Castro, Flaming & Luo (2012) propose the following classification for the Western Miao dialects of southeastern Yunnan, which is based on Michael Johnson's 1998 classification of Western Miao dialects.

- Western Miao [Hmong]
  - Sinicised Miao
    - Sat (汉苗)
    - Shuat (偏苗、汉苗)
  - Farwestern Miao
    - White Miao
      - Dleub (白苗)
    - Northern Hua Miao
      - Standard Western Miao
      - Bes (花苗)
      - Soud (花苗)
      - Ndrous (花苗)
      - Black Miao
        - Dlob (黑苗)
        - Buak (黑苗)
    - Southern Hua Miao
      - Shib (青苗)
      - Lens (花苗、红头苗)
      - Nzhuab (绿苗、花苗)
      - Dlex Nchab (清水苗)

==Writing==
The Miao languages were traditionally written with various adaptations of Chinese characters. Around 1905, Sam Pollard introduced a Romanized script for the A-Hmao language, and this came to be used for Hmong Daw (Chuanqiandian) as well. In the United States, the Romanized Popular Alphabet is often used for White and Green Hmong (also Chuanqiandian).

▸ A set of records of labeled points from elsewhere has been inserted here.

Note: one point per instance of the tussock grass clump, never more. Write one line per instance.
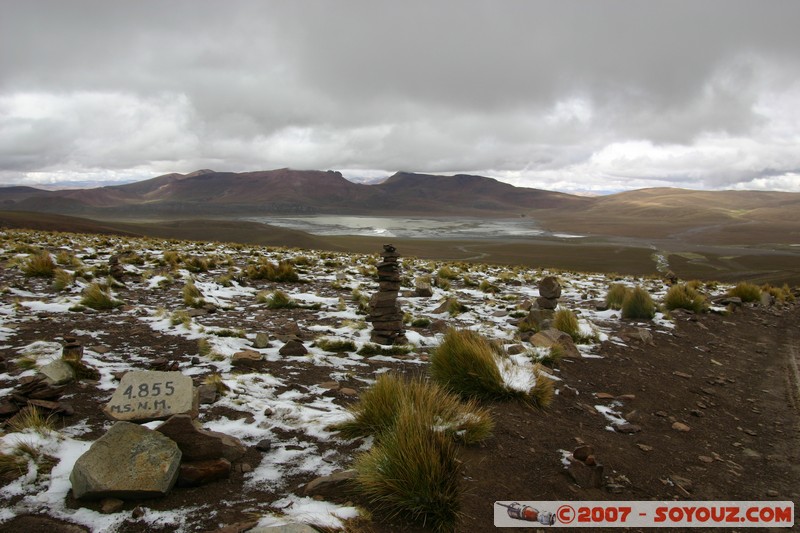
(566, 321)
(99, 297)
(471, 366)
(12, 466)
(61, 279)
(616, 295)
(32, 418)
(192, 295)
(280, 300)
(39, 265)
(266, 270)
(413, 472)
(370, 349)
(379, 406)
(685, 296)
(748, 292)
(638, 305)
(336, 345)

In China, pinyin-based Latin alphabets have been devised for Chuanqiandian—specifically the variety of Dananshan (大南山), Yanzikou Town (燕子口镇), Bijie—and A-Hmao. Wu and Yang (2010) report attempts at writing Mashan in 1985 and an improvement by them; they recommend that standards should be developed for each of the six other primary varieties of West Hmongic.